Efficient processing of cubic Earth-observation (EO) data.

Project description

A Python package for efficient processing of cubic earth observation (EO) data 🚀

PyPI License Black isort


GitHub: https://github.com/andesdatacube/cubexpress/ 🌐

PyPI: https://pypi.org/project/cubexpress/ 🛠️

Tests

Overview

CubeXpress is a Python package designed to simplify and accelerate the process of working with Google Earth Engine (GEE) data cubes.

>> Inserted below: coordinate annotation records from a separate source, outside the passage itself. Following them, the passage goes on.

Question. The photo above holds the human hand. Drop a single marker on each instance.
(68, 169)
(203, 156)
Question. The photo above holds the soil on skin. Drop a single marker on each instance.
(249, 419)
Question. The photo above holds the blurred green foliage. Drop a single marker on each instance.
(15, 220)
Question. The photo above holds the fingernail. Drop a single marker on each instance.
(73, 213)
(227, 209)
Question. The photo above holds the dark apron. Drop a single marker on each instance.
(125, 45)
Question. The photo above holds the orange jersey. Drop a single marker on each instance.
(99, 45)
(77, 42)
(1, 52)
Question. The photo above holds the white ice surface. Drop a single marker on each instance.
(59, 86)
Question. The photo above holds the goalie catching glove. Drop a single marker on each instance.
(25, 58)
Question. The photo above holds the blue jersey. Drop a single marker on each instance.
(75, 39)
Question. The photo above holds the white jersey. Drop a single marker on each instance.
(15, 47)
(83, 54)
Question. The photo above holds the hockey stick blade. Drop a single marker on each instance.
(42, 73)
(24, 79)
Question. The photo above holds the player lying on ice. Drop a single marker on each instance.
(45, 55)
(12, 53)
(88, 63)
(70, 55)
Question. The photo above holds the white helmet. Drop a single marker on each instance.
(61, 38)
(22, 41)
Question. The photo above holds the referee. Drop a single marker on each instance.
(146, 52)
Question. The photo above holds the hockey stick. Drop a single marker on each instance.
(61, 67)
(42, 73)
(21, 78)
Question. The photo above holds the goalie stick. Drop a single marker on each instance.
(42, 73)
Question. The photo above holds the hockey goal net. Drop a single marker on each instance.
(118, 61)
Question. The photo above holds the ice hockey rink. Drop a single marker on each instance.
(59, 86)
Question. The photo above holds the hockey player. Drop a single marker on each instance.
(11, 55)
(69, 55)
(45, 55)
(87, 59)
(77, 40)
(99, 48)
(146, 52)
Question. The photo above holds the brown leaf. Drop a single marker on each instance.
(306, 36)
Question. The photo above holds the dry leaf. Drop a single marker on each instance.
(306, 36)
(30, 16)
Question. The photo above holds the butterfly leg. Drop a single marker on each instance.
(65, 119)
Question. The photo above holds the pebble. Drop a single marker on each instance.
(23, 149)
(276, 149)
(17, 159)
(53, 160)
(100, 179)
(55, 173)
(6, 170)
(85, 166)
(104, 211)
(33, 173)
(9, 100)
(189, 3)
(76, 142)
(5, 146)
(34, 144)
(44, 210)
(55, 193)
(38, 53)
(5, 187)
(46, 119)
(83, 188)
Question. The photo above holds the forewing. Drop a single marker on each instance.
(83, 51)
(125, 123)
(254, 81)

With features like multi-threaded downloads, automatic subdivision of large requests, and direct pixel-level computations on GEE, CubeXpress helps you handle massive datasets with ease.

Key Features

  • Fast Image and Collection Downloads
    Retrieve single images or entire collections at once, taking advantage of multi-threaded requests.
  • Automatic Tiling
    Large images are split ("quadsplit") into smaller sub-tiles, preventing errors with GEE’s size limits.
  • Direct Pixel Computations
    Perform computations (e.g., band math) directly on GEE, then fetch results in a single step.
  • Scalable & Efficient
    Optimized memory usage and parallelism let you handle complex tasks in big data environments.

Installation

Install the latest version from PyPI:

pip install cubexpress

Note: You need a valid Google Earth Engine account and earthengine-api installed (pip install earthengine-api). Also run ee.Initialize() before using CubeXpress.


Basic Usage

Download a single ee.Image

import ee
import cubexpress

# Initialize Earth Engine
ee.Initialize(project="your-project-id")

# Create a raster transform
geotransform = cubexpress.lonlat2rt(
    lon=-76.5,
    lat=-9.5,
    edge_size=128,  # Width=Height=128 pixels
    scale=90        # 90m resolution
)

# Define a single Request
request = cubexpress.Request(
    id="dem_test",
    raster_transform=geotransform,
    bands=["elevation"],
    image="NASA/NASADEM_HGT/001" # Note: you can wrap with ee.Image("NASA/NASADEM_HGT/001").divide(10000) if needed

# Build the RequestSet
cube_requests = cubexpress.RequestSet(requestset=[request])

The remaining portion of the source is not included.